I’d argue there are few things funnier in life than the faces people make when a Green Line trolley on the dreaded B line, seemingly arbitrarily, decides to go express and pass them right by. Beneath furrowed brows, they look both exhausted and resigned. Protest and acceptance together create a sad state of equilibrium in their wrinkles. They are disappointment incarnate, watching their ride to work go on without them. You can almost feel their contempt through the windows. It’s probably raining out too.

It’s not like these trains go express out of spite. At last official count, there were 3,972 scheduled stops along the 4-mile stretch of above-ground stations; if a few didn’t go express every now and again, the skeletons of commuters from 1904 would still be en route to their destinations. So it made more than a little sense when it came out earlier this week that the MBTA is toying with the idea of eliminating some of the stops along the Hub’s most obnoxious T route to create a more efficient and less BLARGHSIHFBUBGNF-inducing rider experience.

I applaud the effort and am unequivocally in support of anything that makes the B line at its worst a little less hellish. That said, the news made me realize how the line’s flaws have genuinely made me a better, more empathetic person.

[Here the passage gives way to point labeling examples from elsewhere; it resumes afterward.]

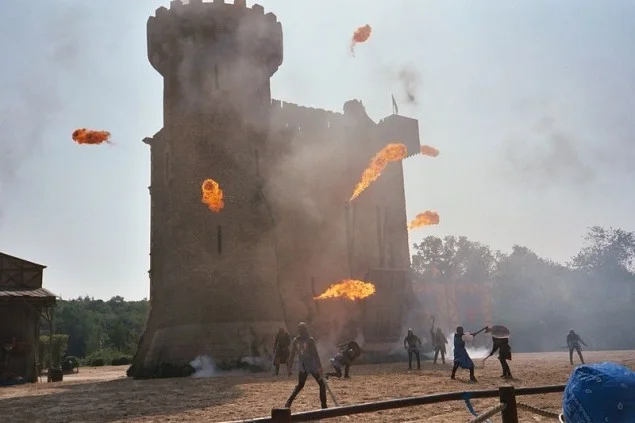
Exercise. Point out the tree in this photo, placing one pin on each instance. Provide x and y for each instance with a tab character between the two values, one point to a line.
453	260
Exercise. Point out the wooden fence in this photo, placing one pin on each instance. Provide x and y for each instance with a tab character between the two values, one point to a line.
507	407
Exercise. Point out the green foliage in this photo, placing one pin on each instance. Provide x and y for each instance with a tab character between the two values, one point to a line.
539	300
101	329
106	357
60	343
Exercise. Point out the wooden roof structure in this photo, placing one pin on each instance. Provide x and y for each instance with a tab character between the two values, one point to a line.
21	281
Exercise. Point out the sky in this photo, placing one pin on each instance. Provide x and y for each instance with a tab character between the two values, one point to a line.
530	103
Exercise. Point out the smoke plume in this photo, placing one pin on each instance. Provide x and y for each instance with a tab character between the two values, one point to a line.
29	92
547	153
409	79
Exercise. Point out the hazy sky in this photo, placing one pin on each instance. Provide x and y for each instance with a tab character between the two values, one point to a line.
530	102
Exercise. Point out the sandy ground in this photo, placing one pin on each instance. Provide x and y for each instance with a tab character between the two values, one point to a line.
106	395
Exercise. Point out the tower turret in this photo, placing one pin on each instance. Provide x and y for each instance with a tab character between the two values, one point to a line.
213	278
214	56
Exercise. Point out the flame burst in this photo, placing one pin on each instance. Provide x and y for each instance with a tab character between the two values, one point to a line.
390	153
426	218
427	150
212	195
361	35
349	288
88	136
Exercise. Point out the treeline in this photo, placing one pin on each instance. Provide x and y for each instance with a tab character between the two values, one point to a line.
540	300
100	332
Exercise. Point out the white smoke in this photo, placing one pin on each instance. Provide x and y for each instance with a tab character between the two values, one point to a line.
472	350
203	366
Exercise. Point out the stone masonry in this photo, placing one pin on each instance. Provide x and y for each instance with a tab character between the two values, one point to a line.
221	283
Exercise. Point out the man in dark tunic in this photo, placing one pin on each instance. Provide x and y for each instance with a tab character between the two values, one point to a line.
281	349
573	342
412	343
461	357
504	354
438	342
343	358
308	363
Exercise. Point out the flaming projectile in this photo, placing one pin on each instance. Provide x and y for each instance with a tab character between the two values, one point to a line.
88	136
426	218
212	195
361	35
390	153
348	288
427	150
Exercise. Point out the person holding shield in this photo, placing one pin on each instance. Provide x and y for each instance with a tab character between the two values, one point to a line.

The humor I find in the faces of people left out, literally, in the cold derives not from schadenfreude (maybe it does a little), but rather from understanding. I’ve been on the other side of the glass more times than I care to think about. Watching a mostly empty train car inch past you like a giant, screaming caterpillar when you’re already late for something – work, class, a date – is truly the most mundane way to stir inside of you a tornado of wasted fury. So when I laugh at you, I am, quite honestly, also laughing at myself.

I’ve gained more than this kinship with my fellow riders forged of frustration though.

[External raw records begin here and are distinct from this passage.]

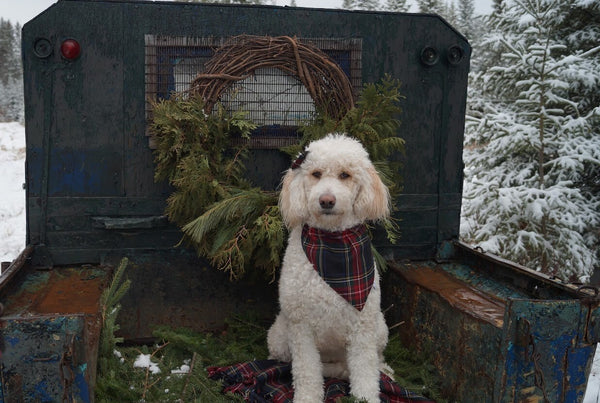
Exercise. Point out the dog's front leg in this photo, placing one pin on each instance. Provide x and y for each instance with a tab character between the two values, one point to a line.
363	364
307	371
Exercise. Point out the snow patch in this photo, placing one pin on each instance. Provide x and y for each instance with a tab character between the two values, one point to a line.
145	361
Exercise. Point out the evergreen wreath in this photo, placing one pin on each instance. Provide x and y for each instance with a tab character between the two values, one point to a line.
236	226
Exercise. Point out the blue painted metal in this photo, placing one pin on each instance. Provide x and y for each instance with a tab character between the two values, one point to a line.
497	332
44	360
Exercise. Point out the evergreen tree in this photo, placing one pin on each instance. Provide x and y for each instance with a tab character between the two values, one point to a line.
397	6
367	4
529	144
11	81
448	11
430	6
466	16
349	4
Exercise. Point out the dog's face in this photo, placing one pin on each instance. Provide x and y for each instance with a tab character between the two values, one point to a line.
334	188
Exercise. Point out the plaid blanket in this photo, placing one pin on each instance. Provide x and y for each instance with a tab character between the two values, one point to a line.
343	259
271	381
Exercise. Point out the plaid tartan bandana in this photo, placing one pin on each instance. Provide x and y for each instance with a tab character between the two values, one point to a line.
343	259
265	381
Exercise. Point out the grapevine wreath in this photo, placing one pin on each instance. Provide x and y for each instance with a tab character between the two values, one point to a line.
232	223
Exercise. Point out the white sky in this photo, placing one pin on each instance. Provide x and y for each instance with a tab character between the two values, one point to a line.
22	11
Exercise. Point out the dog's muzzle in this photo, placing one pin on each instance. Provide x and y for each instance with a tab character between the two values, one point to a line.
327	202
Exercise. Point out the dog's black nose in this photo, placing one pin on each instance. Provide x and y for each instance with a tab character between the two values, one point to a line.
327	201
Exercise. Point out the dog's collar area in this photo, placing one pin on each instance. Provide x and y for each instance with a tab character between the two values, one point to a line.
343	259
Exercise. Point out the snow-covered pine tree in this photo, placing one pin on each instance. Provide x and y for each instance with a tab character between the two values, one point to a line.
397	6
430	6
529	143
466	15
11	79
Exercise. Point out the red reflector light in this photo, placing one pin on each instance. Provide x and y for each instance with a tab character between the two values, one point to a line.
70	49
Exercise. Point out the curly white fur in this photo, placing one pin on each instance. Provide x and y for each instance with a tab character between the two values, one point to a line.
335	188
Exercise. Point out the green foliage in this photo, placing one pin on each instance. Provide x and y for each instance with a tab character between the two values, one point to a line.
195	154
110	307
238	227
243	339
240	232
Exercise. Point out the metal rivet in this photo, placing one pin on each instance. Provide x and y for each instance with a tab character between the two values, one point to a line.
42	48
429	56
455	55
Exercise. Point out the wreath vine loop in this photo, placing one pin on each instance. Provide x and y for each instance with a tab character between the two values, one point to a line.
236	226
242	55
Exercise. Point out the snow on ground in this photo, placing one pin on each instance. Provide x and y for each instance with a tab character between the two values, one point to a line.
12	224
12	195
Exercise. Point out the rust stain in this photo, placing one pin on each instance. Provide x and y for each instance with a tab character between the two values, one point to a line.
457	293
61	291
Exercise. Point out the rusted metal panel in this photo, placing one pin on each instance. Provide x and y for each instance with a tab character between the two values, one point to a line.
497	332
51	327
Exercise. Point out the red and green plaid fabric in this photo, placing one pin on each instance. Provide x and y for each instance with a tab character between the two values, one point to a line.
343	259
265	381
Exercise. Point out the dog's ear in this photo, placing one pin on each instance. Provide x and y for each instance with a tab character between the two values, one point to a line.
373	200
292	200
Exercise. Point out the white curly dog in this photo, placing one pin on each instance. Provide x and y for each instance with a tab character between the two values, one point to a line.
330	323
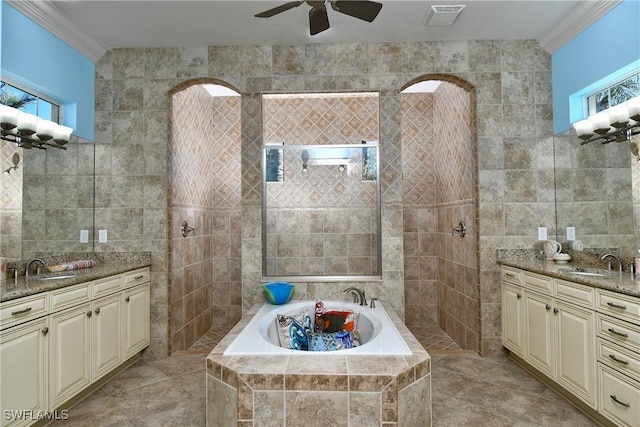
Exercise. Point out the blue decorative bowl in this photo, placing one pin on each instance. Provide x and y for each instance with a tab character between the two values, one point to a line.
278	292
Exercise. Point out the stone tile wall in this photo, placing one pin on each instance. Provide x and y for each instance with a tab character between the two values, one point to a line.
11	206
512	79
205	192
439	154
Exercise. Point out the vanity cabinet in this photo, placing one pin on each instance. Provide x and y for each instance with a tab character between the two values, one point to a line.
23	363
70	343
618	330
80	334
513	317
556	324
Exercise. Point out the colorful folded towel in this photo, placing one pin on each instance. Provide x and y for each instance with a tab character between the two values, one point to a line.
72	265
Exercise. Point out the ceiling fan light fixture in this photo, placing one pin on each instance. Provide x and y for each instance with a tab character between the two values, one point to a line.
442	15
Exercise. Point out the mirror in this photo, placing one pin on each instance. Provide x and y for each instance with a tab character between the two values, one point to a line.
47	200
321	210
596	193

Relying for years on the B line has taught me volumes about control and patience. When driving and stuck in traffic, we can moan, scream, and punch the steering wheel freely. These probably aren’t healthy coping mechanisms, but they’re mechanisms nonetheless. If you randomly start screaming and punching a handrail on the T because you are not getting to where you need to be, however, you are no longer venting: you are a crazy person.

Stripped then of those techniques, you have no choice but to find alternative ways to keep sane. This can be hard in a hot train car that a tin of sardines would deem overcrowded. But you have no choice. For me, after three years of near daily usage, internal anger slowly turned into an acknowledgment that I will get there when I get there.

So yes, I am happy the MBTA is considering ways to streamline the most annoying line it operates. But I’m thankful for what it has given me in its saddest, most infuriating state.